WOW. I said nothing about lawsuits in my post and you just came out of left field and had a large rant in you that you needed to get out and printed, I hope that you feel better. I think you are barking up the wrong tree here. There are options to try before considering suing anybody and I gave those in my post and think those should be exhausted. I never even intimated that I wanted to discuss this subject. You should be giving your lecture to some victim's site or something. I don't need to be lectured to about the law or your views on class action suits. I'm a lawyer and I've seen what I've seen, read what I've read, and believe what I believe. I'm 48 with over 20 years of legal experience and if you've done anything it it to confirm my beliefs about attorneys who take these kinds of suits. You aren't talking to a layperson or a dummy. I think it's time to close this string up since it has gone astray. I'm finished discussing class action cases. Find someone else to rant to.

Dawn


----------



## Larrylesq

Dear Dawn: (you really didn't think I'd let you get away with your previous post did you?)

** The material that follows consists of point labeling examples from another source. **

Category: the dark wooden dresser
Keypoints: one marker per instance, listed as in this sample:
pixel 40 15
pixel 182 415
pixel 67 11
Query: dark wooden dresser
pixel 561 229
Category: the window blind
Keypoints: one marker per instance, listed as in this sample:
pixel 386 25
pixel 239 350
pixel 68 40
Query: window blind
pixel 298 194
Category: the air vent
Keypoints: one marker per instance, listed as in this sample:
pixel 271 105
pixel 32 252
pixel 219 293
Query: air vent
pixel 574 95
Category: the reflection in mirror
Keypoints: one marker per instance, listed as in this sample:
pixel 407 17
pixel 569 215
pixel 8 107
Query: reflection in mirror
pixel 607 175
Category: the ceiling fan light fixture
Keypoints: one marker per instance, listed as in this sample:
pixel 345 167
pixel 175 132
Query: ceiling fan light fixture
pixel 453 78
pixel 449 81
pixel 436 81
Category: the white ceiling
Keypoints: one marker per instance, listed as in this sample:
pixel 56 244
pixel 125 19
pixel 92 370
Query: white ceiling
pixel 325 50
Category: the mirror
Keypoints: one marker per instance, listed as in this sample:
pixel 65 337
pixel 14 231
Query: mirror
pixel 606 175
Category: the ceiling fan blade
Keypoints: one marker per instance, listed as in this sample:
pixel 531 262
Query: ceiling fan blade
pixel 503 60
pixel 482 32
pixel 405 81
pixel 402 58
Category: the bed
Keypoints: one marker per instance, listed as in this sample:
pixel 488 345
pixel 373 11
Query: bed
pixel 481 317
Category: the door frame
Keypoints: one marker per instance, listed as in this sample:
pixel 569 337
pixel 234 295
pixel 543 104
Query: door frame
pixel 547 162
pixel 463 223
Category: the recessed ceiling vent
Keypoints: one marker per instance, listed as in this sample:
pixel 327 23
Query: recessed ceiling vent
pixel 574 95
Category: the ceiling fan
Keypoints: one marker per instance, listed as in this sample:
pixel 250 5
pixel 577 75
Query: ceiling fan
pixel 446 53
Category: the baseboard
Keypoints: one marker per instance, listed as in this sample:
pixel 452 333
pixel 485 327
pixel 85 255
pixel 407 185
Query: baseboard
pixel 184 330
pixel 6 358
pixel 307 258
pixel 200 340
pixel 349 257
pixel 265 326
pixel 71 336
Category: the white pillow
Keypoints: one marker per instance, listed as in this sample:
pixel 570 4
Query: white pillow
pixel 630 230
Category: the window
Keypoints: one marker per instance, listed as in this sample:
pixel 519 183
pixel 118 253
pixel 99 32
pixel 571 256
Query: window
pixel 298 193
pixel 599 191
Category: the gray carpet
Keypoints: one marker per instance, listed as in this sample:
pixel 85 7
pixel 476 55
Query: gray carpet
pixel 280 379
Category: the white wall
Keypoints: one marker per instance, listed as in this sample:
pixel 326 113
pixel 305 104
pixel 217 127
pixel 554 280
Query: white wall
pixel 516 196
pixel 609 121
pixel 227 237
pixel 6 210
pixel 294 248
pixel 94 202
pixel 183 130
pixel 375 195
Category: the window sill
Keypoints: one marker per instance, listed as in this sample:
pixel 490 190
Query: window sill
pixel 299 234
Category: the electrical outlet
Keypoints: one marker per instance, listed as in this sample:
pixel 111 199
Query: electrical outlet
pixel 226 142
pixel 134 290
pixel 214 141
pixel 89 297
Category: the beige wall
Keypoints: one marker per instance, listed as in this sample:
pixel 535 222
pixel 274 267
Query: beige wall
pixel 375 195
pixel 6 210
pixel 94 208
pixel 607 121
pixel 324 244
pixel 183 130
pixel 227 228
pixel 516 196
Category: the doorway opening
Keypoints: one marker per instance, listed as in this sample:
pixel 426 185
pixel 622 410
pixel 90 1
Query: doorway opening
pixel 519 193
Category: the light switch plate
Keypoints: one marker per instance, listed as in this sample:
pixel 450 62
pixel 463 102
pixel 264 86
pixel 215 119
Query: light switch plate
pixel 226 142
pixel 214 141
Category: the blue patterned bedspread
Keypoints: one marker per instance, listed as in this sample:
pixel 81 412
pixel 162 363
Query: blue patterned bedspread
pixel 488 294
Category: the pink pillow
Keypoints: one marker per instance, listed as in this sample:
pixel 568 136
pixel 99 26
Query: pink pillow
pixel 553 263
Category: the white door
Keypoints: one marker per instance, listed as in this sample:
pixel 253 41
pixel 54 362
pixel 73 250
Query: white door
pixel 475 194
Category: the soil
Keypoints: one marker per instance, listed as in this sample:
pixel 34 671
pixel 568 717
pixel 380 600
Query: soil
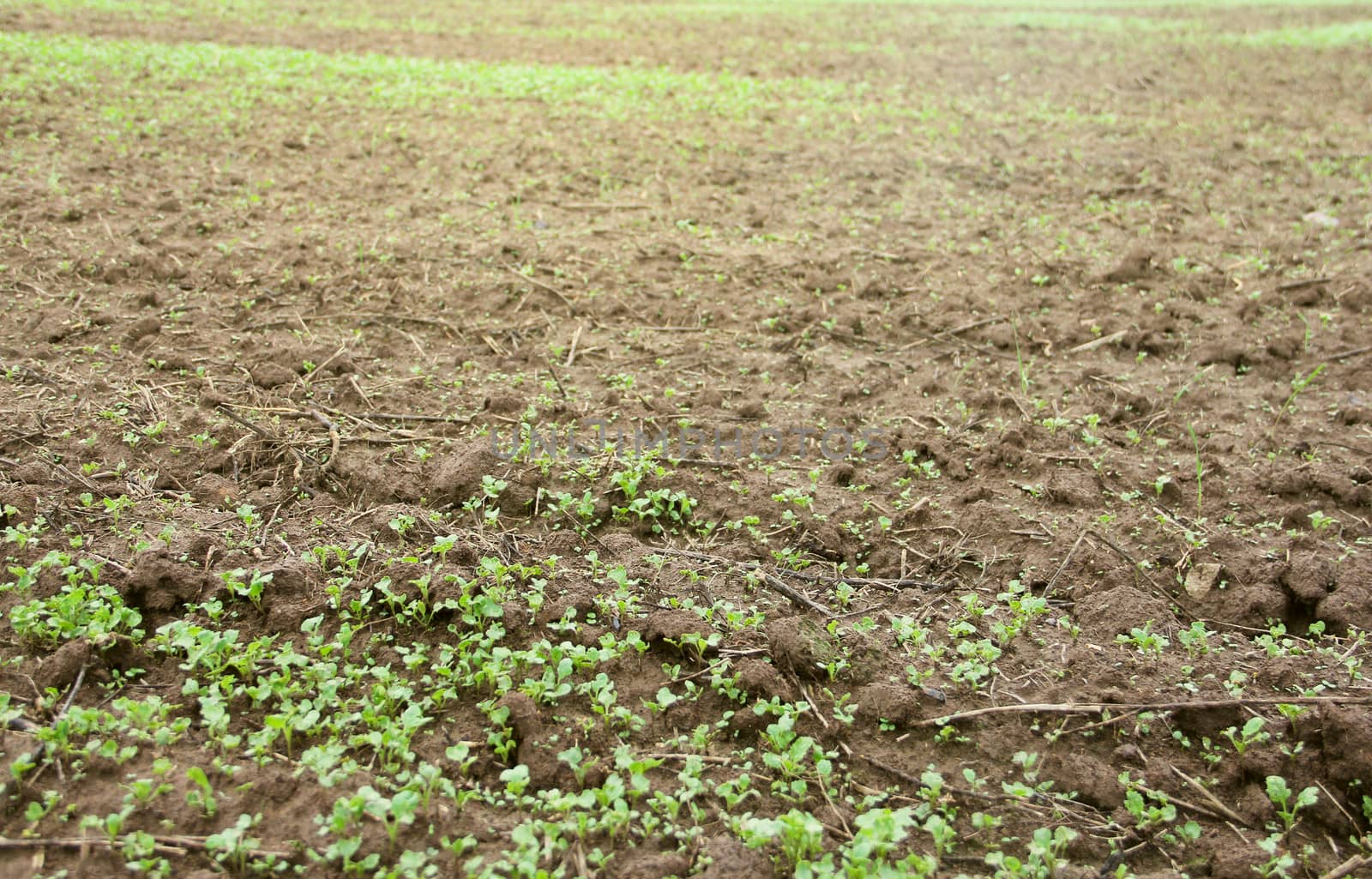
pixel 1074 290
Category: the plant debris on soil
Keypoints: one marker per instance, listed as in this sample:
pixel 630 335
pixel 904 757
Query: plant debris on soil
pixel 689 439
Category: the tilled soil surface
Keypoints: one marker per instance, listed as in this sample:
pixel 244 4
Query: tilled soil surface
pixel 286 288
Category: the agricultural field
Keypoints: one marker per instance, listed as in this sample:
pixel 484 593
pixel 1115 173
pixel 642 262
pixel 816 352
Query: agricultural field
pixel 685 439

Its too bad that you are so upset about me clarifying "options" to other readers that may read this thread seeking assistance with their problems with iolo. My intention was to merely clarify the class action option in the hope of getting the message across that: *those who wish to explore the class action option (or other option) seek legal consultation and not draw improper conclusions from online postings.*

If you are truly a lawyer like you say - you would recognize that the explanation that I provided about the class action process was meant to _explain to readers_, most of whom are non-lawyers, that a class action is a viable option that one could explore (in addition to others) _without fear_ that they must go to great lengths of investigation before seeking legal consultation. What's more, it was meant to also make clear that, contrary to some beliefs, class action lawyers are prohibited by the rules from receiving unreasonable portions of the settlement benefits or awards.

As a lawyer, you should know that lawyers have obligations; *especially after identifying oneself as a lawyer in a public forum*; not to make discouraging statements concerning a potential legal option that others may rely upon simply by the mere fact that the author has identified themselves as a lawyer.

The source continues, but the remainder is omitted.